An arbitrator has ordered Kevin Spacey and his companies to pay nearly $31 million to MRC, the production company behind “House of Cards,” after finding that Spacey breached his contract by violating the company’s sexual harassment policy.
MRC severed its relationship with Spacey and scrapped a season of the show in 2017, after multiple people came forward to allege a pattern of sexually predatory conduct.
MRC filed a petition on Monday in Los Angeles Superior Court to confirm the arbitration award, after the award was upheld in a confidential appeal.
Spacey and his companies, M. Profitt Productions and Trigger Street Productions, were ordered to pay $29.5 million in damages plus $1.2 million in attorneys’ fees and $235,000 in costs.
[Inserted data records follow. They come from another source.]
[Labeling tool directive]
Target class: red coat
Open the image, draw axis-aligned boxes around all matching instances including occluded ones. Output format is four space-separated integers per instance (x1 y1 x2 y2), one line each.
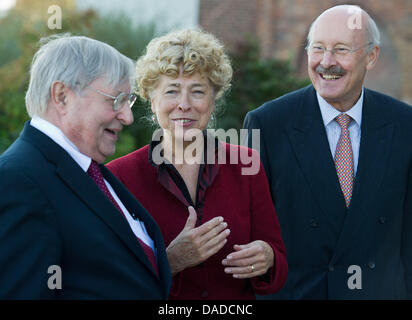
107 143 288 300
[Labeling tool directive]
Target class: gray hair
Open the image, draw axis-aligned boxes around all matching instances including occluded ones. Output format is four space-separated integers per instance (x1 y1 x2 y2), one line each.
26 33 135 117
307 5 381 52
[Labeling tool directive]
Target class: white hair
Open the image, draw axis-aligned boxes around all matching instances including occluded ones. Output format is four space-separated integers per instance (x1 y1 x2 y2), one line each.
26 33 135 117
307 5 381 52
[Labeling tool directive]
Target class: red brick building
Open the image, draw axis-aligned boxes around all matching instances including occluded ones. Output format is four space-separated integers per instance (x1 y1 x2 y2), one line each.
199 0 412 103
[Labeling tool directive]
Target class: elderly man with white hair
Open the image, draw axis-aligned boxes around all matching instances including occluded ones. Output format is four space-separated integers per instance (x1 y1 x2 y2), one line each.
0 35 171 299
244 5 412 299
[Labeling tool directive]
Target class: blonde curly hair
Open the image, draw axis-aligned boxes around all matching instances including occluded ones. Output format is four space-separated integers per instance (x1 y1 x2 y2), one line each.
136 29 233 101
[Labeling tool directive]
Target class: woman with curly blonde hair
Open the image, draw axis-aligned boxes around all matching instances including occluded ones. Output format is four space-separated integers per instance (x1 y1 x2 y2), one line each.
108 29 287 299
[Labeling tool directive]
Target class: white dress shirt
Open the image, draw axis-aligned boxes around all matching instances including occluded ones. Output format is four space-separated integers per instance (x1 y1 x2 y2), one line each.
30 116 155 252
316 88 364 176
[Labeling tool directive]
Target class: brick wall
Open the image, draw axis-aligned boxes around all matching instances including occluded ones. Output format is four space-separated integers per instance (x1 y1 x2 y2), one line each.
199 0 412 103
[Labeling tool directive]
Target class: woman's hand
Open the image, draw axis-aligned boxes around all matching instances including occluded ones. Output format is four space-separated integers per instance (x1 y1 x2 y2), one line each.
166 207 230 276
222 240 274 279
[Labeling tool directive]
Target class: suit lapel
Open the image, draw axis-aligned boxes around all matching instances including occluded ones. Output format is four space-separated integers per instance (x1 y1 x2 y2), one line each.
21 122 162 280
288 86 345 232
334 89 394 259
100 166 168 282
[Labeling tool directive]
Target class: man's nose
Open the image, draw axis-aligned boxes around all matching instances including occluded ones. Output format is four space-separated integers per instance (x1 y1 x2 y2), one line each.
320 50 336 68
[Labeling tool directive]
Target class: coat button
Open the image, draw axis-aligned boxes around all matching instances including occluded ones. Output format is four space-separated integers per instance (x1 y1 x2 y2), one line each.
309 219 318 228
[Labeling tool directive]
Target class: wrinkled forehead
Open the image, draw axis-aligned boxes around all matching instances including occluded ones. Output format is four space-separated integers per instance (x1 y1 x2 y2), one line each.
312 8 367 45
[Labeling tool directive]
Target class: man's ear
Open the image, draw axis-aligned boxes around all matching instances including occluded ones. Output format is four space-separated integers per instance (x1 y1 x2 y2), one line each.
366 46 380 70
50 81 70 113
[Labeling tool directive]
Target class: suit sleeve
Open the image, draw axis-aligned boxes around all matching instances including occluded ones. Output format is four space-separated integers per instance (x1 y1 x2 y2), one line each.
0 167 64 299
250 150 288 295
242 112 271 181
401 164 412 299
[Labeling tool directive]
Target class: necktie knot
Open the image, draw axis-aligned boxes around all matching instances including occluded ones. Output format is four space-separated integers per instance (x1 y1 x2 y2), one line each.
335 113 352 129
87 160 159 274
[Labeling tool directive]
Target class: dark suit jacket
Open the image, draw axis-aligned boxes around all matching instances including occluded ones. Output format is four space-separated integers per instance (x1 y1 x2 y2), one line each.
244 86 412 299
0 123 171 299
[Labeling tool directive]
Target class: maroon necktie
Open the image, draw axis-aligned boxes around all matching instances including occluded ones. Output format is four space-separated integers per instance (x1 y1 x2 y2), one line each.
87 160 159 275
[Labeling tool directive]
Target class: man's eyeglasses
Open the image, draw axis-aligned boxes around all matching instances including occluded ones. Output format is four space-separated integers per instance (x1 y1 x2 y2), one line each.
306 42 372 57
89 87 137 111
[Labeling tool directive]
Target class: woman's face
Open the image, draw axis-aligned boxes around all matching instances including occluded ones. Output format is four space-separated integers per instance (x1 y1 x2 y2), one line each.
151 68 215 141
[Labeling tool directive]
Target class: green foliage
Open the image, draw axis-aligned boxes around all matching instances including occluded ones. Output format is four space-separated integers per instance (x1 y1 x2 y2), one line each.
216 42 309 129
0 10 308 161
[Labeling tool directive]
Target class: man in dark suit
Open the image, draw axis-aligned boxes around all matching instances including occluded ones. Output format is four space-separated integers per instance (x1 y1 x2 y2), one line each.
244 6 412 299
0 35 171 299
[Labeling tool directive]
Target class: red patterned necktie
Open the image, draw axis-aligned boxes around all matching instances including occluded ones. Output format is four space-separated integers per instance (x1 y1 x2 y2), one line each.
334 113 353 208
87 160 159 275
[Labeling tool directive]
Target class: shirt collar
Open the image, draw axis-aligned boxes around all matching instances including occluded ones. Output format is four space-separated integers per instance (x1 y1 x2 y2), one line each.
30 116 92 172
316 87 364 127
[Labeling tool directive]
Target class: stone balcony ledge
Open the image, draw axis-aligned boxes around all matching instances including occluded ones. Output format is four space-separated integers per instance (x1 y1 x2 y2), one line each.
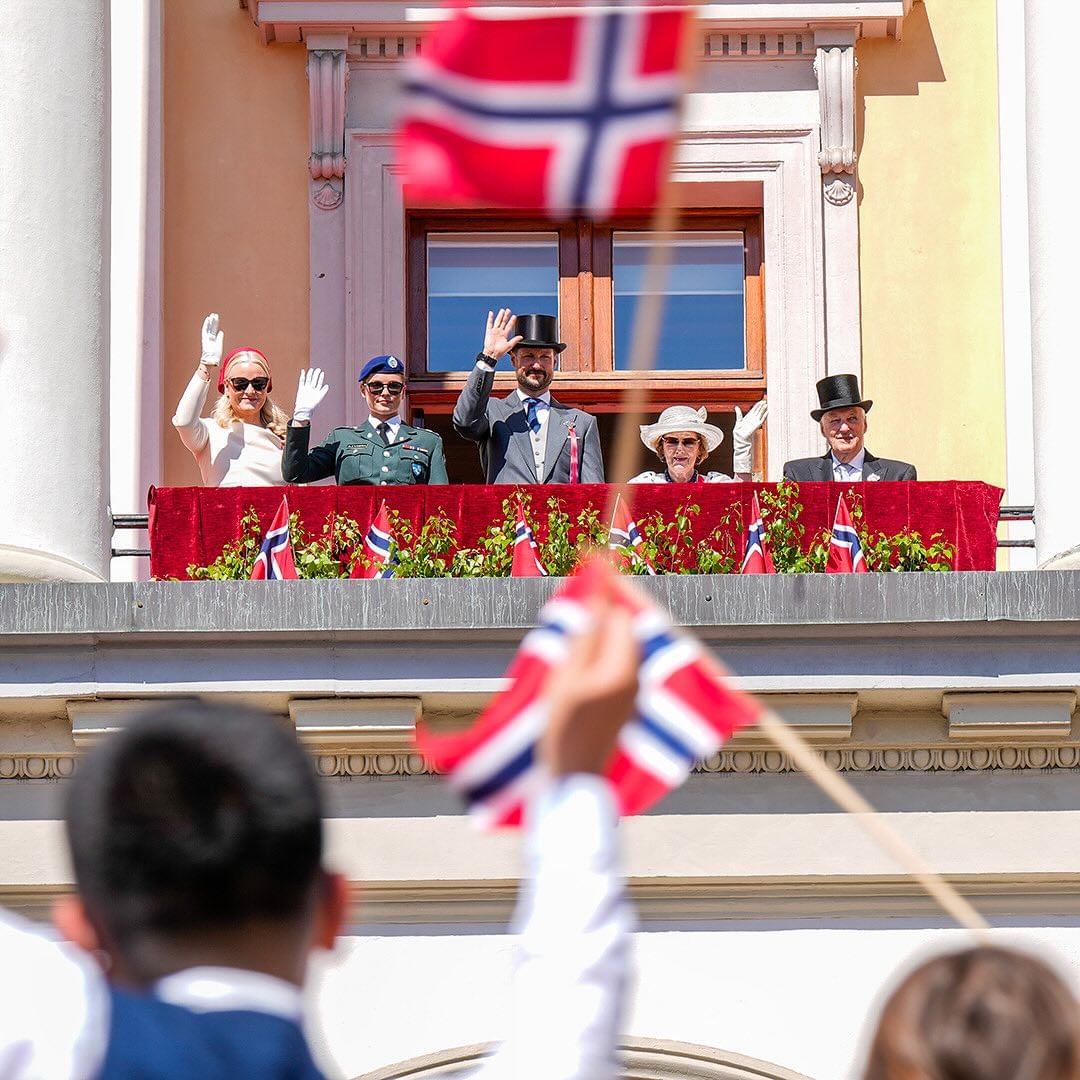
0 570 1080 645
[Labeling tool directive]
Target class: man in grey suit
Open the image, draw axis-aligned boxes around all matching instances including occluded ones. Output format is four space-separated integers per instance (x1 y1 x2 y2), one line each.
784 375 918 483
454 308 604 484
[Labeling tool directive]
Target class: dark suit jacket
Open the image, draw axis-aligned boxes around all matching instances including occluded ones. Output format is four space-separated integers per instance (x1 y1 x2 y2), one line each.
454 367 604 484
784 450 919 482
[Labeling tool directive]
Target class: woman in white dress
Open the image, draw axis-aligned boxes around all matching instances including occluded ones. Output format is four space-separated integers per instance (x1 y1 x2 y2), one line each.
630 397 769 484
173 314 288 487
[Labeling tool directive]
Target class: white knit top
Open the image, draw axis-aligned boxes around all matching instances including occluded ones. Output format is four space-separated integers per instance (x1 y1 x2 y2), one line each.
173 372 285 487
Spacey was among the first major Hollywood figures to be accused in the wake of the Harvey Weinstein scandal in October 2017. On Nov. 2, 2017, CNN reported that Spacey — the star and an executive producer of “House of Cards” — had created a “toxic” environment by making crude comments and engaging in non-consensual touching of young male staffers, citing eight production sources. MRC said it had “no knowledge whatsoever” of Spacey’s alleged on-set misconduct prior to the CNN report.
Spacey was immediately suspended pending an internal investigation. The producers ultimately terminated Spacey’s contract, and his character, Frank Underwood, was written out of the show.
At the time of Spacey’s suspension, two episodes of the sixth season were in production, and most of the season had been written. The two episodes were shelved and the production started over, ultimately delivering an eight-episode season rather than the 13 episodes that had been planned.
MRC filed the confidential arbitration demand in January 2019, seeking to recover from Spacey the costs of scrapping the season and starting over. Spacey filed a counterclaim, accusing the production company of wrongfully terminating his contract and breaching its obligations to “pay or play” under the agreement.
Attorneys on both sides took depositions from more 20 people, leading up to an eight-day confidential arbitration hearing in February 2020. The arbitrator issued a 46-page ruling in July 2020, which remains confidential, finding in MRC’s favor.
“With one exception, the Arbitrator found the third party witnesses to be credible, and found the allegations against Spacey to be true,” the petition states. “The Arbitrator found that Spacey’s conduct constituted a material breach of his acting and executive producing agreements with MRC, and that his breaches excused MRC’s obligations to pay him any further compensation in connection with the show.”
According to the petition, the Arbitrator also found that “Spacey’s egregious breaches of contract” made him and his companies liable for MRC’s tens of millions of extra costs.
MRC issued a statement thanking its attorneys — Michael Kump and Gregory Korn of Kinsella Weitzman Iser Kump Holley LLP — for their work on the case.
“The safety of our employees, sets and work environments is of paramount importance to MRC and why we set out to push for accountability,” the company said.
Spacey’s attorney did not immediately respond to a request for comment.
Spacey’s original accuser, Anthony Rapp, sued him in federal court last year. That case is still pending, but several other cases against the actor have been dropped, including a criminal case in Massachusetts and a civil case in Los Angeles. In the Los Angeles case, a criminal investigation was also dropped after the accuser died.